ここ、バーダー設計局では。否、ZAFTに属する全ての兵器開発者は、ある問題について日夜紛糾していた。
理由は言わずもがな、連合軍の地上戦力が強化され始めたからだ。特に、MS。連合軍がついに独自のMSを開発し、地上戦線に投入してきた。それが一番の理由だ。鹵獲に成功した敵MSのパーツから得られた情報からは、少なくとも”ジン”よりは上の性能なのだということがわかっている。これらが既存の戦力と連携を行うことによって大きく敵の戦術が発展し、多彩な方法でこちらの攻勢を押しとどめているのだ。
なんとか、この状況を打開しうる新戦力を。それが、ZAFT各設計局で共通している認識だった。
「前線の兵士達からも、敵と戦った後の色々な報告が聞こえてきますよ。
『真っ赤なMSが、斧を振り上げながらこっちに迫ってくる姿が脳裏から消えない。撃っても撃っても倒れないし、なんなんだあいつ』。
『どこからともなく現れた白いMSが、的確に自分がいた基地の航空戦力を撃破して去って行った。そのことを深く考える余裕はなかった。直後始まった爆撃から逃れるのに必死だったからだ』。
『敵の仕掛けた地雷をよけながら進んでいたら、いつの間にか、小隊ごと敵に完全包囲されていた。自分がそのとき乗っていたのは”バクゥ”だったのだが、あんなに”バクゥ”だけを狙い撃ちにした戦法があるとは思わなかった。絶対殺すという執念を感じた』
……などの報告が挙げられています」
「なんだか、連合軍というよりは極一部を相手にしたことへの報告内容だったような気もするが……」
「おそらく、連合が宣伝するエースパイロット『切り裂きエド』『乱れ桜』『月下の狂犬』を相手にした兵の報告ですね。それらしきパーソナルマークが確認されているそうです」
副局長のアーヴィングの言う通り、それらの報告は敵エースと相対し、生還した者からの報告だった。そのうちの何割かはPTSDを発症しているらしき様子まで見受けられた。

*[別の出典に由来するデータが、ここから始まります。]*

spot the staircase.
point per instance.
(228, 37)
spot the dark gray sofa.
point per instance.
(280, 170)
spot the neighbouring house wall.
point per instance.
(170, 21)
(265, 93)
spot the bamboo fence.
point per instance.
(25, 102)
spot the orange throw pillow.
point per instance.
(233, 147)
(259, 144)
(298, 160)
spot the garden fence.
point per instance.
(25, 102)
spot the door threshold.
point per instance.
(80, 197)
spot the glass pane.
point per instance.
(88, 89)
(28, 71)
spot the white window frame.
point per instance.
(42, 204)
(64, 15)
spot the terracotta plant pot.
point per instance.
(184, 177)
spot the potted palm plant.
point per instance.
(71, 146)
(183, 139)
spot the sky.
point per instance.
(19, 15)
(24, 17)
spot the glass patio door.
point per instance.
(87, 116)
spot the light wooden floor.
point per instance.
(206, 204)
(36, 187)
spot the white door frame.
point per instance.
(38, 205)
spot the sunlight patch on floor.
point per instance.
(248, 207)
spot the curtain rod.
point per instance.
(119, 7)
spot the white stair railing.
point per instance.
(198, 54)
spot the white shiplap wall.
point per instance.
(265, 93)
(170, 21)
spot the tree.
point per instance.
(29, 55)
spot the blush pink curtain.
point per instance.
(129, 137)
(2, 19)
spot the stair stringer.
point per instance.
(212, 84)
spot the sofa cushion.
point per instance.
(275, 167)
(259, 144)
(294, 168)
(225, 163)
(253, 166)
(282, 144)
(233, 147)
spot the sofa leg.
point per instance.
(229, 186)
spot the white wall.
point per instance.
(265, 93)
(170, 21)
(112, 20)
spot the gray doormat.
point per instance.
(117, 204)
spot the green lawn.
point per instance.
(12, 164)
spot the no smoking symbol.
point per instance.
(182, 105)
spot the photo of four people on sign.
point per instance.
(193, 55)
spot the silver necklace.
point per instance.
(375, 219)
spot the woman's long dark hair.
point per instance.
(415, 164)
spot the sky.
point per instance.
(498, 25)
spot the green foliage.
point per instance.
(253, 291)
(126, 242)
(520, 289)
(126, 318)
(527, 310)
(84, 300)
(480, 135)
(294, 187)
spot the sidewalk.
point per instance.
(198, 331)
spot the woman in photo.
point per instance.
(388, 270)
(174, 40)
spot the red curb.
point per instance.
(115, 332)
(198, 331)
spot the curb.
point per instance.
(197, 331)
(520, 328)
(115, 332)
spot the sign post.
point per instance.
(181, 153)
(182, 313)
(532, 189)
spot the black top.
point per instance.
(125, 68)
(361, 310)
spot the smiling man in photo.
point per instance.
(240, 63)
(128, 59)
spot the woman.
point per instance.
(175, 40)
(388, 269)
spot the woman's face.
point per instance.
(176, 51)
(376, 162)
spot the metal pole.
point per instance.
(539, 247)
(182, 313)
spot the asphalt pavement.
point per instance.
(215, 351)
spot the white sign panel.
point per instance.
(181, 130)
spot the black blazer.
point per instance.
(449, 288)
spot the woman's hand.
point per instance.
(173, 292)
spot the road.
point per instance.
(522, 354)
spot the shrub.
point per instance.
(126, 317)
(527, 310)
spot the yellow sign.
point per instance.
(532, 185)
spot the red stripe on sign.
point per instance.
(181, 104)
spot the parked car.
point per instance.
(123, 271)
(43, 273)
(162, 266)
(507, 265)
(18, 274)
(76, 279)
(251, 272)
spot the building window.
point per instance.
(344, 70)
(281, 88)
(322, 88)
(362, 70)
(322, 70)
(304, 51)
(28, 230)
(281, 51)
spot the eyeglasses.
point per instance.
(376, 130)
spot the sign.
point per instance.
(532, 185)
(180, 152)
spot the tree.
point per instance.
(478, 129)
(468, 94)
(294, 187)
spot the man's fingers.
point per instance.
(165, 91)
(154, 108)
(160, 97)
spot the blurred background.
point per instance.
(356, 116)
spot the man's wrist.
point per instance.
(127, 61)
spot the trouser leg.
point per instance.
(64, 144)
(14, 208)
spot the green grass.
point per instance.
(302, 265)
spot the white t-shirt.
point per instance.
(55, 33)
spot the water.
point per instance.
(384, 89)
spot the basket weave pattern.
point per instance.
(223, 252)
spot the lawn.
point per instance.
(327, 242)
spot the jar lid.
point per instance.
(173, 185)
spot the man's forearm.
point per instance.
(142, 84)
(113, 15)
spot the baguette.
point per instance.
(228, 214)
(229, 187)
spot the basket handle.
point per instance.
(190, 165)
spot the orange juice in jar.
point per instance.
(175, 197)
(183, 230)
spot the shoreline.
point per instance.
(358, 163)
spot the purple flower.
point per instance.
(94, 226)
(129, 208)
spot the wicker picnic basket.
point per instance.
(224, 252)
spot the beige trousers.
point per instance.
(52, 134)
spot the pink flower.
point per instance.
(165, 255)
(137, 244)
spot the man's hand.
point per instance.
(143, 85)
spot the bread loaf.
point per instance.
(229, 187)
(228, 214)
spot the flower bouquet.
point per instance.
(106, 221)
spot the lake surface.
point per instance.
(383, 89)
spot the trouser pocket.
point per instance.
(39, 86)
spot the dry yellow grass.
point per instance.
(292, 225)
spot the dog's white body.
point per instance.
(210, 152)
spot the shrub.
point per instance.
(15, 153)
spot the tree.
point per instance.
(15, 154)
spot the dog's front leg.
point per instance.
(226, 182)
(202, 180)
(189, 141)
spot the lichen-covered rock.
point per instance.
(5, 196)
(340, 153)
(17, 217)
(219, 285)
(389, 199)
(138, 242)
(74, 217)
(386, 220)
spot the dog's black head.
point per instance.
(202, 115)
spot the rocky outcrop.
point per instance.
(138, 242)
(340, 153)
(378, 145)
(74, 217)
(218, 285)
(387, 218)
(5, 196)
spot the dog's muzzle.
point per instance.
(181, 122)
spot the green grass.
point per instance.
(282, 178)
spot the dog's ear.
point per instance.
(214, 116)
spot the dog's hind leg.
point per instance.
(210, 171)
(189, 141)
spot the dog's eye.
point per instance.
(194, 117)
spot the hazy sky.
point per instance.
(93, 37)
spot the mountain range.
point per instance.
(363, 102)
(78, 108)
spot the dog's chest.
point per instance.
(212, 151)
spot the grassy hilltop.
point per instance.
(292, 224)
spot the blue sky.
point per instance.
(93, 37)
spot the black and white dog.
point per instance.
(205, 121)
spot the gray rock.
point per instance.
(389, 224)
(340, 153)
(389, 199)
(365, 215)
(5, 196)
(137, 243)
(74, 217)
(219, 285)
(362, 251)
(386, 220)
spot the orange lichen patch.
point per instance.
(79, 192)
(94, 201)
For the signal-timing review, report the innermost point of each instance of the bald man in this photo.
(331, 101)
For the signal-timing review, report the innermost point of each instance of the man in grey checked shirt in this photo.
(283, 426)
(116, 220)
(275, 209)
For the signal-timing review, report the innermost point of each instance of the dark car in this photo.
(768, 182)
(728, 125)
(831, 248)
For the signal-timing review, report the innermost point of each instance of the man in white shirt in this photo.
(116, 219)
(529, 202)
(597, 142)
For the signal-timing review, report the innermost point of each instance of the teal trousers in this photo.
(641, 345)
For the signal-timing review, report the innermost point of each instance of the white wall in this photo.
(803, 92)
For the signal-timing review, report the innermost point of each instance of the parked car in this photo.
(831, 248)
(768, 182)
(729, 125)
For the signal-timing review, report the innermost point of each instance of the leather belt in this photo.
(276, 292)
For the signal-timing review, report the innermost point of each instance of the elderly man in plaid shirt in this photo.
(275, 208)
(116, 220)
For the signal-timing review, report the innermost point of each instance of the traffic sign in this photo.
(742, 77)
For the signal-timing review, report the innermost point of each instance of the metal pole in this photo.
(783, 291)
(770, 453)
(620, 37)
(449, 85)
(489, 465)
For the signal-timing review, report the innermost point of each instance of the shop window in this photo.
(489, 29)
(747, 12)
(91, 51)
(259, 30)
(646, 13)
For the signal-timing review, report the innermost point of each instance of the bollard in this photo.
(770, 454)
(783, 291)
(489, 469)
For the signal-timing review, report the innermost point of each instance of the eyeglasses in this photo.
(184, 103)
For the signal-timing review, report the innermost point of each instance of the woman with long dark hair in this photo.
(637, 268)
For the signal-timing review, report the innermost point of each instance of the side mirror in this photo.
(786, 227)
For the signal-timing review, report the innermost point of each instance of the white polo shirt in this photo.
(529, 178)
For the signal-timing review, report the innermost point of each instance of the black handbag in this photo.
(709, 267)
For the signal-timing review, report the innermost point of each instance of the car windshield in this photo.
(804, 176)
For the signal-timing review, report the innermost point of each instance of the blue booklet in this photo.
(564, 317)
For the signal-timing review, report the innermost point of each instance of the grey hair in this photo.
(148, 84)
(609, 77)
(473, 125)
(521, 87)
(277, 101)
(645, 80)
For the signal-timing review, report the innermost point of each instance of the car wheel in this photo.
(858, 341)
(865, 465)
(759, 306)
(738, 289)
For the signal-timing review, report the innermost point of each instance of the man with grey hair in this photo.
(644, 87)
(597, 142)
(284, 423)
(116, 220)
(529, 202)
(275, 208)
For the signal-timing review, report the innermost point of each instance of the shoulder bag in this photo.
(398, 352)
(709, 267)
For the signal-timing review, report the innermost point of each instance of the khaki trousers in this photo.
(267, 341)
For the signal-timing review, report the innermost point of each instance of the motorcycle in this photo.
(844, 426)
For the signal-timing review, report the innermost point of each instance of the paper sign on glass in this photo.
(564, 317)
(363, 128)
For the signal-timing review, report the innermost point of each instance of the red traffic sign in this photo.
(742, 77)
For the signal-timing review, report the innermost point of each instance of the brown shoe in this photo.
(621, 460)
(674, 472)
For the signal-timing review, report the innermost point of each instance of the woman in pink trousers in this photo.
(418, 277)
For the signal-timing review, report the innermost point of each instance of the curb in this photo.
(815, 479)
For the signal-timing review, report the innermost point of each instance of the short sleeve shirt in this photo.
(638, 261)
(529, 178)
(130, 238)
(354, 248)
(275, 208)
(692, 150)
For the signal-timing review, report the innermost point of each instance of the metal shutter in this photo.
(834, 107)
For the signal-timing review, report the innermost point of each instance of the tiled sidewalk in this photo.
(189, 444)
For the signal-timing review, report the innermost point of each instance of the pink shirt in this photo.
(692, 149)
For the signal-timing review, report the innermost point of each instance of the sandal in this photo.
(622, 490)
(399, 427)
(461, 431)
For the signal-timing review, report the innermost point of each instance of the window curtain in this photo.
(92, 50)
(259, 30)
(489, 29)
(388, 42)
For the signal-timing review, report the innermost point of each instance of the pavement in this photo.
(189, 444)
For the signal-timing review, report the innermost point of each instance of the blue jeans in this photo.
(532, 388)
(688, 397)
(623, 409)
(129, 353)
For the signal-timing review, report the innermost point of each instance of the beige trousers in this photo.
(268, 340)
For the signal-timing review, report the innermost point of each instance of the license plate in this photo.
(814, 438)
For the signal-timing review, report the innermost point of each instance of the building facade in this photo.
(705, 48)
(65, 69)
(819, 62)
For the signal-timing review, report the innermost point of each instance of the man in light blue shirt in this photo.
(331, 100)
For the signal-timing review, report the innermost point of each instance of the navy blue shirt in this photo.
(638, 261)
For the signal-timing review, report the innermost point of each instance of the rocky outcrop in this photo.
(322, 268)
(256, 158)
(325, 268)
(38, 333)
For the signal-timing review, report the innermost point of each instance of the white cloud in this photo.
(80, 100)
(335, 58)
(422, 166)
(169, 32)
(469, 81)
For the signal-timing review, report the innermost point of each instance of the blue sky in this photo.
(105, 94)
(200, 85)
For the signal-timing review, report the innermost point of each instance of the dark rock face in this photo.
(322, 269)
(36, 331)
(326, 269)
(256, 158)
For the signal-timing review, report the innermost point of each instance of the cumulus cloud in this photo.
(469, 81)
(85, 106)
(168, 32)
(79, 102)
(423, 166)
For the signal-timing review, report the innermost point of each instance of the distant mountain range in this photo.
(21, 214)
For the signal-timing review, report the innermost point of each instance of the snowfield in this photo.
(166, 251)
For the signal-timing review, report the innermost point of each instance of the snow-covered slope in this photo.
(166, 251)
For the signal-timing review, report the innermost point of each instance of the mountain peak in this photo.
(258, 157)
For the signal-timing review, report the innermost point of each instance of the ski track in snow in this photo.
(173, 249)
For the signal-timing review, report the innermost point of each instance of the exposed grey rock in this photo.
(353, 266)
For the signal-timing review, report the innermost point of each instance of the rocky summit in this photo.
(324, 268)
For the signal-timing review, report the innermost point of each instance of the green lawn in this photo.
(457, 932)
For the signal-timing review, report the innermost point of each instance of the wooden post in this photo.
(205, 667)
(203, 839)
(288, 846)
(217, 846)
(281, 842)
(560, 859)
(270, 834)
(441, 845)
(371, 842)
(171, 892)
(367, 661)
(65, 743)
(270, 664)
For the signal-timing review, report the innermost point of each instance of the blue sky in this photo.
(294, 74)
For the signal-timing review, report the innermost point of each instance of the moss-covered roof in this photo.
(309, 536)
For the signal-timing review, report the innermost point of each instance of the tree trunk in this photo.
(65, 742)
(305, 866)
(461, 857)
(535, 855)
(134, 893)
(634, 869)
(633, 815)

無理も無い。彼らはこれまで、敵を『見下ろす』ことしか文字通りしてこなかったのだから。それなのに、敵がいきなり『同じ目線』に立ち始めたものだから。つまり、情報の更新が遅れているのだ。
『いつまでも、敵もやられっぱなしではない』。ただそれだけなのだが……。
「ふん、単純だが有効な戦略だ。一部のエースパイロットにこちらの目を引きつけさせ、その隙に『本命』を揃える。宣伝に違わぬ能力をやつらが示すおかげで、否が応でもやつらへの対応へ労力を費やさねばならん」
「他の局の人達は、躍起になって『敵エースの撃破』を目的として研究・開発していますからな……。完全に、敵に踊らされています」
マルコ研究員が言うように、バーダー設計局以外の局は、『
例外と言えば、”ディン”を開発したハインライン設計局くらい。彼らは今、急激に成長し始めた敵航空戦力への対処に追われていた。空を抑えられては、戦線を満足に機能させることもできない。敵の新航空戦力とは”スカイグラスパー”のことであり、量産・配備のペースを見る限りではあれが敵の主戦力であると見て間違いないだろう。現在、”スカイグラスパー”は世界各地に配備が進められ、”スピアヘッド”はもはや基地の防衛などの二次戦力扱いをされている。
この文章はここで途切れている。